In my interpretation, LIMITS apply to, and thus select from, both ORIG
and MOD.  You could use a limit dir-A/file-A if you want to include
file-A into the changeset eventhough it no longer exists in MOD.

> 1) It appears that you are pruning both the ORIG and the MOD trees
>    according to how the limits compare to the path names to files in
>    either tree.   I think that the limits specs should refer to paths 
>    in the mod tree only (with a partial exception for limits naming 
>    deleted files).

I know that was your preferred interpretation, but I disagree with
it.  I think we should be able to apply LIMITS to either or both
trees.  Since I did not want to create a complicated LIMITS language,
especially when experimenting, I have opted for a simple language
where LIMITS always apply to both trees.  We could certainly make the
language more expressive, but this is a completely orthogonal issues
to that of proving that the algorithm is integrity-preserving.  For
the purpose of our design, we can simply assume that LIMITS is a pair
of predicates: LIMITS.ORIG and LIMITS.MOD.

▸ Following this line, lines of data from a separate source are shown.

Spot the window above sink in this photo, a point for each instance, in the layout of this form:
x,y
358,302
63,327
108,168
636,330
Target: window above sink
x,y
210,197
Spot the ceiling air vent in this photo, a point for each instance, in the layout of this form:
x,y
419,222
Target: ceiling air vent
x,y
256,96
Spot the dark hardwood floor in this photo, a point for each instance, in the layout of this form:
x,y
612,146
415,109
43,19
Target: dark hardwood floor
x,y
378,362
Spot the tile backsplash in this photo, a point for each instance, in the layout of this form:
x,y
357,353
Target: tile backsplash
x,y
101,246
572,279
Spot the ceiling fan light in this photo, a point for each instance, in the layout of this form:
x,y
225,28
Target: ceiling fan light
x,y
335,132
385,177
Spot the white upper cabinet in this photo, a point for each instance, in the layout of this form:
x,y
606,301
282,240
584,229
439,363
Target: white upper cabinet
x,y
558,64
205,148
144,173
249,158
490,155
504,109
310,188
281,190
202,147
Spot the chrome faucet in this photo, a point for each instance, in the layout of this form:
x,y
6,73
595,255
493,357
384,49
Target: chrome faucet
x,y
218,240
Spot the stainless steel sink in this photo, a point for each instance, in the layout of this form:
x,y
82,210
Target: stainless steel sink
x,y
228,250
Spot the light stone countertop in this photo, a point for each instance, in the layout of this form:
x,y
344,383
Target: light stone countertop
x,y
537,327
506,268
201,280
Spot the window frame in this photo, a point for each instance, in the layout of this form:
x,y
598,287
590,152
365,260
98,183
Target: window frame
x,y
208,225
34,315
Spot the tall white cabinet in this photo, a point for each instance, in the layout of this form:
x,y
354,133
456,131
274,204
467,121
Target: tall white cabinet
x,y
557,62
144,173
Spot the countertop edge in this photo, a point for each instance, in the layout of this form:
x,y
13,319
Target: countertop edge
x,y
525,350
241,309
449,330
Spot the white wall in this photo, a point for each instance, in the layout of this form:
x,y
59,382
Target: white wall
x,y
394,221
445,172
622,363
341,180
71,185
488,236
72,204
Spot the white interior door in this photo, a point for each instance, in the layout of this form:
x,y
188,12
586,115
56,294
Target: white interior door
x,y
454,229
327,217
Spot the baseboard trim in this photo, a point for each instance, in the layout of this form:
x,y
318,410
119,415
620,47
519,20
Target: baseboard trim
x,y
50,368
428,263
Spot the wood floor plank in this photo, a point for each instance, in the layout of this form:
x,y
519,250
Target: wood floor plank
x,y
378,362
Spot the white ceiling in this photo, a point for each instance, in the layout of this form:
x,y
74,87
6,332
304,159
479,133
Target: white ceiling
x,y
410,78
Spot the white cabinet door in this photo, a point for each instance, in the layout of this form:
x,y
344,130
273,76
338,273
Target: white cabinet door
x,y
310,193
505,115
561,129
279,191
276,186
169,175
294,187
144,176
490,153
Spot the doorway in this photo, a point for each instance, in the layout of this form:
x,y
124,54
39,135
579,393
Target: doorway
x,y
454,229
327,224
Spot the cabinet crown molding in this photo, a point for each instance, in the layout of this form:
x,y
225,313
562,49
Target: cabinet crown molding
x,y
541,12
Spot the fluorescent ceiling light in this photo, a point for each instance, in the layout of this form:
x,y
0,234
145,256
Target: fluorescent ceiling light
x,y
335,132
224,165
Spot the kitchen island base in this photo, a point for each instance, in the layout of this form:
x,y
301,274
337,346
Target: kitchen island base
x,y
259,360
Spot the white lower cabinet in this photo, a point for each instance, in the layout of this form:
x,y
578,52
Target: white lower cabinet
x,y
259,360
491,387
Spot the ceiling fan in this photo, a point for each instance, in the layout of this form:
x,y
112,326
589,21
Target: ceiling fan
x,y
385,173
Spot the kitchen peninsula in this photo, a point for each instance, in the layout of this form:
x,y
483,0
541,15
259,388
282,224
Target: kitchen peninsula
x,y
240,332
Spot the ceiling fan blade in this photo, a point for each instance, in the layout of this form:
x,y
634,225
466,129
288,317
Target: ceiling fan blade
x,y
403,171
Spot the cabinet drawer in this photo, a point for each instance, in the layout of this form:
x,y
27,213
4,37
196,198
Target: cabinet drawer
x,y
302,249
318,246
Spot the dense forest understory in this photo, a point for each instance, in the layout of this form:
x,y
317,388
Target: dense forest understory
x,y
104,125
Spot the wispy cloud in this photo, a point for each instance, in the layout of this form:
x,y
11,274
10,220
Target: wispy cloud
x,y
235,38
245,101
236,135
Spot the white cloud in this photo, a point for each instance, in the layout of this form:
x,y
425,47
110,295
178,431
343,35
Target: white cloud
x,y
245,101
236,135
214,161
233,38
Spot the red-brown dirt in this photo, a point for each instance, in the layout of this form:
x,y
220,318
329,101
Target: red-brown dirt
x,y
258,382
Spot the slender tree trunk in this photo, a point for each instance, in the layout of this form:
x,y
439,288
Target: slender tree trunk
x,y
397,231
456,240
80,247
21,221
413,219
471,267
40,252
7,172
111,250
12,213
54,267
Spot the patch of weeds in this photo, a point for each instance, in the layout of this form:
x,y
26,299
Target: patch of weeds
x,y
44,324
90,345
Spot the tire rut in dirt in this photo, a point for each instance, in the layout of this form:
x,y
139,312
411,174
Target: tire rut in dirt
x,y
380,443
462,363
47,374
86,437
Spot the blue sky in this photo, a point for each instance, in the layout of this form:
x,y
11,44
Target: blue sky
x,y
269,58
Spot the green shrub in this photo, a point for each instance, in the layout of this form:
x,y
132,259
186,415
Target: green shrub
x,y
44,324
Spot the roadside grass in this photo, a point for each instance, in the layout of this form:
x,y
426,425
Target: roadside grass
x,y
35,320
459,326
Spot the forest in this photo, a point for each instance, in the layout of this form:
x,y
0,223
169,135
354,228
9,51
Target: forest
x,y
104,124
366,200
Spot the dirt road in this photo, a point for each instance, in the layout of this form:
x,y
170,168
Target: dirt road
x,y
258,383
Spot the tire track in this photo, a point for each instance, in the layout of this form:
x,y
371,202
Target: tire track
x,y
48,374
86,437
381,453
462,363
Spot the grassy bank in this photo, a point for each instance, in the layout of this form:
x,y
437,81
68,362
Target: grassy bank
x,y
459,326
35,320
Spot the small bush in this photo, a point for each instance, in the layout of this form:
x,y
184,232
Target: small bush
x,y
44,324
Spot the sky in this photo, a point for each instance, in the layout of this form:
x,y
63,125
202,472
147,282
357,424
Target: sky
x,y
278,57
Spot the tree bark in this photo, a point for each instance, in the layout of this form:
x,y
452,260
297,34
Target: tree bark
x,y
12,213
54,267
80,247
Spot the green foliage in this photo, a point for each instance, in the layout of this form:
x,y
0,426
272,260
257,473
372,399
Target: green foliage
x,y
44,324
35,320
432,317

> 2) I don't see any code that handles the case of "impossible limits"
>    described above.

as explained, it is not at all impossible, but quite straightforward,
unless I missed the point which is entirely too likely.

> What I _fear_ about this code (simply because I haven't seen any math
> that would prove otherwise) is that it is capable of producing a
> changeset which would not apply cleanly to ORIG (which would be
> disasterous).

Yes, I understand this worry.  With your concern about minimality, the
problem seems to me harder than the one I tried to solve (but perhaps
this is only superficial).  If you forget about minimality, then there
is not much of a problem: you take a full changeset (therefore one
which is guaranteed to apply cleanly) and, (thanks in part to my
notion of a NEEDED directory) only throw out parts affecting entire
subtrees.  This needs to be formalized.  I'll work on it.

Thanks a lot for this thourough analysis.  I think we should proceed
by cataloguing the types of elements in a changeset and formalize
their dependencies.  Hopefully, in this fashion (e.g. using a closure
algorithm) we will be able to compute provably minimal
integrity-preserving changesets.

Cheers,

-- 
Dr. Denys Duchier
Équipe Calligramme
LORIA, Nancy, FRANCE